André Leclercq nous propose de concevoir l’avenir avec optimisme et nous invite à prendre d’une main ferme le témoin que transmettent ceux et celles qui nous donnent l’occasion de comprendre les dimensions visibles et encore invisibles de l’œuvre de Pierre de Coubertin. De Nice à Lausanne tout est prêt pour que le Comité Français Pierre de Coubertin soit l’objet de reconnaissances de la part du Comité International Olympique, dans la perspective des Jeux olympiques et Paralympiques de Paris 2024.
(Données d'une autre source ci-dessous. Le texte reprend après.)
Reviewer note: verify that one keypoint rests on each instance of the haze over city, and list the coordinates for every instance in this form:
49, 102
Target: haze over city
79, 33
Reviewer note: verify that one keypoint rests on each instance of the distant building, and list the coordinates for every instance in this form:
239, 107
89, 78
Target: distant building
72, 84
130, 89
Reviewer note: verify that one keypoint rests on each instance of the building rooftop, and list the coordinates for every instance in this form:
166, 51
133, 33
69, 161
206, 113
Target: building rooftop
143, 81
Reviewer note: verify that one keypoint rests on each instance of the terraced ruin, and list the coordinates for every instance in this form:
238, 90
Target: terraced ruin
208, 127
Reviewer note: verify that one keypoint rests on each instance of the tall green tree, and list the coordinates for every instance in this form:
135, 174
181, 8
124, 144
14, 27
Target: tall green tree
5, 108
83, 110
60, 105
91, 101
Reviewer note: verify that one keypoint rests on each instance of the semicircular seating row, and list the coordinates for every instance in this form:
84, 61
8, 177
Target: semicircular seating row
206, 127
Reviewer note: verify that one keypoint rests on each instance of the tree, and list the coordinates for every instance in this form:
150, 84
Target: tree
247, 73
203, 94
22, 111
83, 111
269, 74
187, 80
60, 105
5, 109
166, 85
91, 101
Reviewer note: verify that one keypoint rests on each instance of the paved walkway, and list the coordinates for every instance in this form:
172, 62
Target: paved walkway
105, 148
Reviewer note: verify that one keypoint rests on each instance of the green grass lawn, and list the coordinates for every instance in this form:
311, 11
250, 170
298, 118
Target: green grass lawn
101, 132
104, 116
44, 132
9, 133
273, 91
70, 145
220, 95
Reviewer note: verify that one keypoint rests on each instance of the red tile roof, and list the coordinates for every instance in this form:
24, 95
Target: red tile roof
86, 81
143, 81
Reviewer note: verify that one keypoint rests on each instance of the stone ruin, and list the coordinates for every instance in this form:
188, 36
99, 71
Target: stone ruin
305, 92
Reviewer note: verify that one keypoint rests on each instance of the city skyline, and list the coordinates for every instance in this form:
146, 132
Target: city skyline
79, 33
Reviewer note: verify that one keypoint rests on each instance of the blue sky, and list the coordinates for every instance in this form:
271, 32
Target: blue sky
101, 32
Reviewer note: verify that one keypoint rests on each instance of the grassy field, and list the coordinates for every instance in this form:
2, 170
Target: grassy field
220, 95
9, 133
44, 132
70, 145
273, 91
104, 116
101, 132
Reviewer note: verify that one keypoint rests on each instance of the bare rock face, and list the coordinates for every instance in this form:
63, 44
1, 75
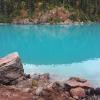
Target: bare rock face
8, 93
78, 93
11, 69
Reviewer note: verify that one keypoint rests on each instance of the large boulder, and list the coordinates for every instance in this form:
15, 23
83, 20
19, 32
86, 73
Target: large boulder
11, 69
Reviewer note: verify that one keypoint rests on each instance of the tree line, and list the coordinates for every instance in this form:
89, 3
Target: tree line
11, 8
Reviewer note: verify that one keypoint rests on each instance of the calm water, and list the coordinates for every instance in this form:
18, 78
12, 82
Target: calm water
62, 50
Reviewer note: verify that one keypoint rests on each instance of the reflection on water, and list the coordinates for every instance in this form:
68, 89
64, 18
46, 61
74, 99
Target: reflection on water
62, 50
46, 44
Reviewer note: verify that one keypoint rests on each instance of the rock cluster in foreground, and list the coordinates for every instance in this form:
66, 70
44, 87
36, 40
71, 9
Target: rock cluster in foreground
15, 85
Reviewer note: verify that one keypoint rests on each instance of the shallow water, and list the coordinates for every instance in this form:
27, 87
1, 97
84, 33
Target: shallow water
62, 50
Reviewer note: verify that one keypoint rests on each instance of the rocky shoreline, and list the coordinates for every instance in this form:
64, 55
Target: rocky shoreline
16, 85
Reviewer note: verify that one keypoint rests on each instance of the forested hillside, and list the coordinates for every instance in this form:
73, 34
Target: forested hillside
78, 10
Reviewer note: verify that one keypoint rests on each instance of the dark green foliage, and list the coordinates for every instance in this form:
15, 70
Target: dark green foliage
87, 9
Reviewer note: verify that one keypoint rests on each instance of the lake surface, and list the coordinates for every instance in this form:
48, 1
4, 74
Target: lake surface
62, 50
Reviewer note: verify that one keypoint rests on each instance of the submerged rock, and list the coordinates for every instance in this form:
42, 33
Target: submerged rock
11, 69
77, 82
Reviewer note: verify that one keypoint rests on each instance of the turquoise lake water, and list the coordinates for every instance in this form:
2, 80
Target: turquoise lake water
62, 50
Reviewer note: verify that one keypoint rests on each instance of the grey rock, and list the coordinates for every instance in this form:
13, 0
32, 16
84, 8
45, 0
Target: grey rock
11, 69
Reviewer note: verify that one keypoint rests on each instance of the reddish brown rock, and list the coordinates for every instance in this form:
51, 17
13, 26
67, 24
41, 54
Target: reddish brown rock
77, 93
11, 69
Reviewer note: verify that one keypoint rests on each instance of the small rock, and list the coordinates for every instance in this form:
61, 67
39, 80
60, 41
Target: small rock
97, 91
39, 91
77, 93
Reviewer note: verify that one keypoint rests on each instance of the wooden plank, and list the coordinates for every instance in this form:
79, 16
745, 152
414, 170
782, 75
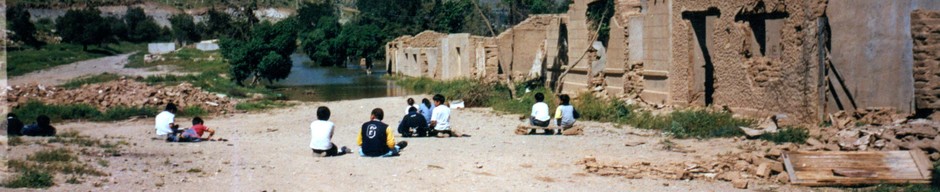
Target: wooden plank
867, 167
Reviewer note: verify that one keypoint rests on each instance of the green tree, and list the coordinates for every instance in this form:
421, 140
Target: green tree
83, 26
322, 44
362, 41
265, 55
140, 27
23, 29
184, 29
217, 25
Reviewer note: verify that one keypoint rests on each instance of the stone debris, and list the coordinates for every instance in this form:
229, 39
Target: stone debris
737, 167
123, 92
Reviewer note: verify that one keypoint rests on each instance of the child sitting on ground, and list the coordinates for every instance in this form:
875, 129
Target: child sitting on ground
195, 133
565, 114
321, 134
540, 116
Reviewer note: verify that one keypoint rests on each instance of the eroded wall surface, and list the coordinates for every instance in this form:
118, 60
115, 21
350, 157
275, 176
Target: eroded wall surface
754, 56
872, 53
925, 30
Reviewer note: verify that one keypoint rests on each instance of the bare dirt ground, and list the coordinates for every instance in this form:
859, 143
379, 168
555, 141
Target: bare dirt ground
269, 151
111, 64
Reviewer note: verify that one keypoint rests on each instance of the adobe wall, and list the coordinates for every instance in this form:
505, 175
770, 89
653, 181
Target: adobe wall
751, 77
873, 53
925, 30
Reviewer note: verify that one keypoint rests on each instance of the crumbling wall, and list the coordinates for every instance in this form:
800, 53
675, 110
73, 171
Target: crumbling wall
925, 30
872, 54
713, 62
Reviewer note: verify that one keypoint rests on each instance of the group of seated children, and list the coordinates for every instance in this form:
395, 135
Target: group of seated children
375, 138
42, 127
165, 125
427, 120
565, 114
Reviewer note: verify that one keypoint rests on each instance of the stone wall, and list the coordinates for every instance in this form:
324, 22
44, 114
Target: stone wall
926, 35
872, 54
752, 56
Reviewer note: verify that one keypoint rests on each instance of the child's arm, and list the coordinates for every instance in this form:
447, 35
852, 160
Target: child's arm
211, 133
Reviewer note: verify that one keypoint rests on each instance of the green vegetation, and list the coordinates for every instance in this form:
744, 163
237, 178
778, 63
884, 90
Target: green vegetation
33, 109
788, 134
260, 105
29, 60
23, 30
265, 55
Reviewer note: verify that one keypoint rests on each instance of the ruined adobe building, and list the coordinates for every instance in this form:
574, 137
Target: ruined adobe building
802, 58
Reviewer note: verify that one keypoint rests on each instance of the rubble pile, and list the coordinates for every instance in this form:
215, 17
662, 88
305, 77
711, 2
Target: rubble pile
761, 164
919, 134
123, 92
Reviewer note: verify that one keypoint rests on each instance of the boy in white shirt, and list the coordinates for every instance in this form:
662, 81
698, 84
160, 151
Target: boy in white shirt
165, 124
540, 116
321, 132
440, 118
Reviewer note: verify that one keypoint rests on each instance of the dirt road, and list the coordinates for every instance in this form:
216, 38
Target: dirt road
269, 151
111, 64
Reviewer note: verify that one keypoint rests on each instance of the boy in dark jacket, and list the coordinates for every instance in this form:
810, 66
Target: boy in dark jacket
376, 138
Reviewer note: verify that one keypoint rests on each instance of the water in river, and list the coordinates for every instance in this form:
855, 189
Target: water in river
307, 83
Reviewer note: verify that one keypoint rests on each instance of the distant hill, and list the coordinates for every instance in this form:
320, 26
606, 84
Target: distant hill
181, 4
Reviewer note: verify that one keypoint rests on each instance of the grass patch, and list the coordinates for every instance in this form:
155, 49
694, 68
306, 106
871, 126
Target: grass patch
33, 109
788, 134
260, 105
30, 179
705, 124
28, 60
15, 141
101, 78
55, 155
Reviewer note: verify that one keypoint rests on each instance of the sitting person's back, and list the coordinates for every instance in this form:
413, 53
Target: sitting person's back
413, 123
14, 125
376, 138
41, 128
565, 115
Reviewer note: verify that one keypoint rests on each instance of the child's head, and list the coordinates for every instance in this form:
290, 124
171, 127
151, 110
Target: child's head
426, 102
539, 97
197, 121
43, 120
323, 113
377, 113
439, 99
565, 100
170, 107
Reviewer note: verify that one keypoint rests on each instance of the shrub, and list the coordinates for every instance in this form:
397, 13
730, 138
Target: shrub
124, 112
55, 155
33, 109
788, 134
698, 123
30, 179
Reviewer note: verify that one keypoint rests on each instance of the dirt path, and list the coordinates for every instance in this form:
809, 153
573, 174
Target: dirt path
111, 64
269, 151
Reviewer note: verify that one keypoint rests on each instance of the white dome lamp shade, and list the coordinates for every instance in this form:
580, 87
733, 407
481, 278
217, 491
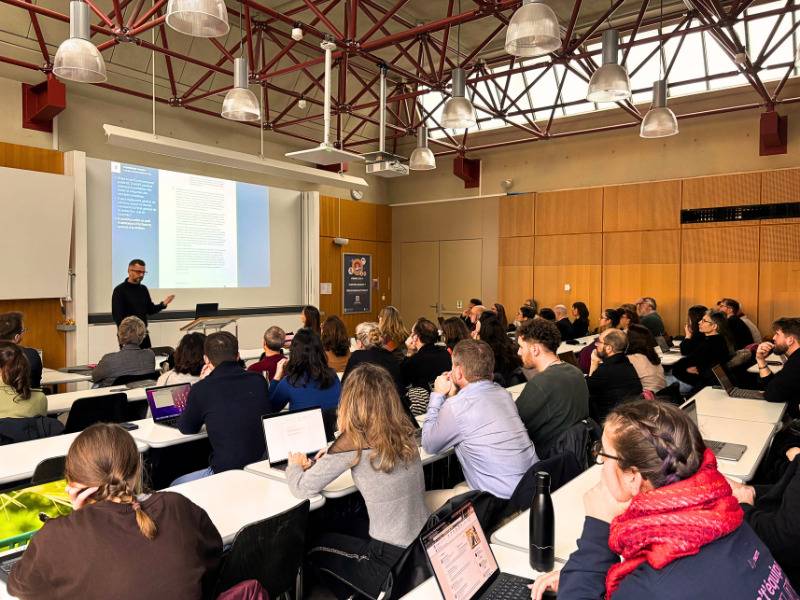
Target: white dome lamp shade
240, 103
77, 59
609, 83
533, 30
422, 159
659, 120
458, 112
198, 18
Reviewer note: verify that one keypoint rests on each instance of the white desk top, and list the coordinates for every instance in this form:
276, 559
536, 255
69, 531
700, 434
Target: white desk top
17, 461
569, 514
716, 403
53, 377
509, 560
161, 436
342, 485
234, 499
58, 403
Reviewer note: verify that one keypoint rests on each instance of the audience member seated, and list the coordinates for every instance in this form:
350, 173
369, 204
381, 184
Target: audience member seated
377, 443
479, 419
562, 322
694, 337
274, 340
336, 343
130, 359
12, 328
646, 308
229, 401
580, 326
612, 377
369, 340
506, 357
556, 397
17, 399
608, 319
188, 361
393, 331
716, 349
742, 336
305, 379
771, 510
783, 386
310, 318
662, 505
642, 355
454, 330
117, 542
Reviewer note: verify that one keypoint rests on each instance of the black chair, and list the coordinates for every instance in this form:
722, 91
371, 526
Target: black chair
111, 408
270, 551
50, 469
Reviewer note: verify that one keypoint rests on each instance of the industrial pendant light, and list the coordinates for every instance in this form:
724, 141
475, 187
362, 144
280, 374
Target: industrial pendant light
422, 158
199, 18
610, 82
533, 30
77, 59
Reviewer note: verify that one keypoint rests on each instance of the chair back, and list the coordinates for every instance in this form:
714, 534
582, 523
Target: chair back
96, 409
270, 551
50, 469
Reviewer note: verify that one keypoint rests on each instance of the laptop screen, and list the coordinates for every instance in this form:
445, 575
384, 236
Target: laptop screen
294, 431
460, 555
168, 401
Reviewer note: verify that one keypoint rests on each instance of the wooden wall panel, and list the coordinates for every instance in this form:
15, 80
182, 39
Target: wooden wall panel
639, 264
779, 281
41, 314
569, 211
720, 262
516, 215
642, 206
328, 216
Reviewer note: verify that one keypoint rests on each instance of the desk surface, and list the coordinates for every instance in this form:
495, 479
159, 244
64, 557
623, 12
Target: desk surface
234, 499
716, 403
17, 461
569, 515
509, 560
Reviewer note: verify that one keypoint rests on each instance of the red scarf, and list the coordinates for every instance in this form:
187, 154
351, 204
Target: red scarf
673, 521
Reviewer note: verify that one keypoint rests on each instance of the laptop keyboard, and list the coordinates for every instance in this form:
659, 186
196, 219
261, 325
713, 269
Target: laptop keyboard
510, 587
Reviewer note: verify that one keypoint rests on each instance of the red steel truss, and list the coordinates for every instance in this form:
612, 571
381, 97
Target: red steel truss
419, 58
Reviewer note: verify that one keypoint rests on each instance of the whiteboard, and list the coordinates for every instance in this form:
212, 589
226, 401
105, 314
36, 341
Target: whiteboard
36, 211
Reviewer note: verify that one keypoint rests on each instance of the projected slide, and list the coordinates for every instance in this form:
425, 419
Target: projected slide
192, 231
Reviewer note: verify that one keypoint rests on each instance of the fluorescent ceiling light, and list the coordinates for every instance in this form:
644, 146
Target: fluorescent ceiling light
147, 142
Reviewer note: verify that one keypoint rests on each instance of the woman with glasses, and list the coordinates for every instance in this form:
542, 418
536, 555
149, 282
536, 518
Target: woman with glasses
716, 349
662, 505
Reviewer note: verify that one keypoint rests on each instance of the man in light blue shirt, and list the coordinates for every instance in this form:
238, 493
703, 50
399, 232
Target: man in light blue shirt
469, 411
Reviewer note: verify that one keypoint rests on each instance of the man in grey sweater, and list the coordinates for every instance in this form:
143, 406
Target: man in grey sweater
557, 396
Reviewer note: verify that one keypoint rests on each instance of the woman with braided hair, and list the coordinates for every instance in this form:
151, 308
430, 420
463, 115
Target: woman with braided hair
117, 543
663, 507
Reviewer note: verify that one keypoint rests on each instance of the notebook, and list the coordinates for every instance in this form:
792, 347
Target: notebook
168, 402
463, 563
723, 450
733, 391
300, 430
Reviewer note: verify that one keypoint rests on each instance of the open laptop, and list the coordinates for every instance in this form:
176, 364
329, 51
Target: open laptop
463, 563
300, 430
208, 309
167, 402
732, 390
723, 450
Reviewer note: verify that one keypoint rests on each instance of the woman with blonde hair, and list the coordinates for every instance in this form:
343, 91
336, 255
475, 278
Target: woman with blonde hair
117, 542
377, 444
393, 331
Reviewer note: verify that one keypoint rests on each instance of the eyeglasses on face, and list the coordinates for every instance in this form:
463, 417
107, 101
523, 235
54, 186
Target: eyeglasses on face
597, 453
De Lausanne à Paris tout est prêt pour que le Comité Français Pierre de Coubertin soit l’objet de sollicitations de la part du CNOSF afin de permettre aux notions d’Ethique, d’Héritage, de Culture, de Santé et d’Education de participer à l’efflorescence au cœur des organisations sportives de ce qui fonde les processus de Bien-Être et de Vivre Ensemble. Dans le cadre de programmes en lien avec le thème « Vivre plus fort ensemble », le CFPC, sur les rivages de la Méditerranée et sous le regard de Niké la déesse grecque de la victoire, est prêt à partager un souci commun: soutenir les rencontres des jeunes générations dans une perspective internationale afin de faire du dialogue interculturel un art de vivre.

Gilles Lecocq

(Prochain congrès en octobre 2023 à Calais).